We have a border collie, and I'm astonished every day by the things he can do. He's incredible.
When he was a baby puppy, we went to a big family party with lots of dogs. My husband was throwing a stick for all of them.
All the dogs would run right up to his feet when he was ready to throw the stick...but not my puppy. He had worked out where the stick was going to be and positioned himself halfway across the field.
He didn't catch the stick tho, not once, because it would sail right at him...at which point he would strafe left, then do a big round circle up to approach it and corral it from behind. The other dogs just ran straight at it, and got there first.
He wasn't phased by what the big dogs were doing, he didn't want to copy them, or cling to near where my husband was either. & I didn't teach him any of that - he's just got shepherding in his blood, even when it's a stick not a sheep. He knows he's got to be a way away from the farmer so they can work together to bring in a herd.
So yeah. I don't like new laws or vague laws or moral panics or harm to animals, and I see why animal charities oppose it...but 'it's not the breed, it's the owner' seems just. incorrect. to me. Dogs are bred to be a certain way, it's a core part of how they exist alongside humans. Dog genetics is a whole art! "any dog can be a good family pet so long as you're nice to it" is sweet, but IMO, inadequate: i don't think any dog is beyond saving, but the average person does NOT have the capacity and skill to manage a challenging animal, and I don't mean any offence by that. It's just not what people sign up for when they think of a snuggly, chill, dopey, loveable family pet.

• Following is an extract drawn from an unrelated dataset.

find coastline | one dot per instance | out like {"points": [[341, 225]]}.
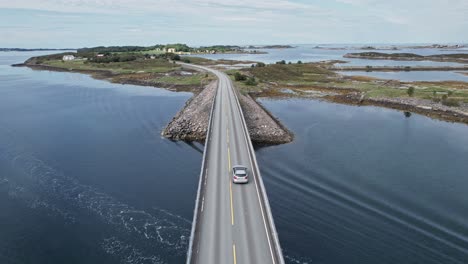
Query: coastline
{"points": [[191, 122], [344, 95]]}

Apparently one of the issues with the American Bullies is that some really popular breeding dogs have either attacked people, or their children have attacked people, and yet that doesn't rule them out for more breeding in future. So yeah, I think taking breeding more seriously & doing better breed logging across all dogs (even mutts or non-kennel-club breeds) would help a lot. Its very probable that American Bullies, on the whole, are fine and safe, but it's just those bloodlines are prone to causing problems. If the breeding community had taken that seriously, we maybe wouldn't be here;
but at the same time, i feel like there's always going to be a risk of problems like this when your dogs bloodline includes dogs deliberately bred to attack stuff.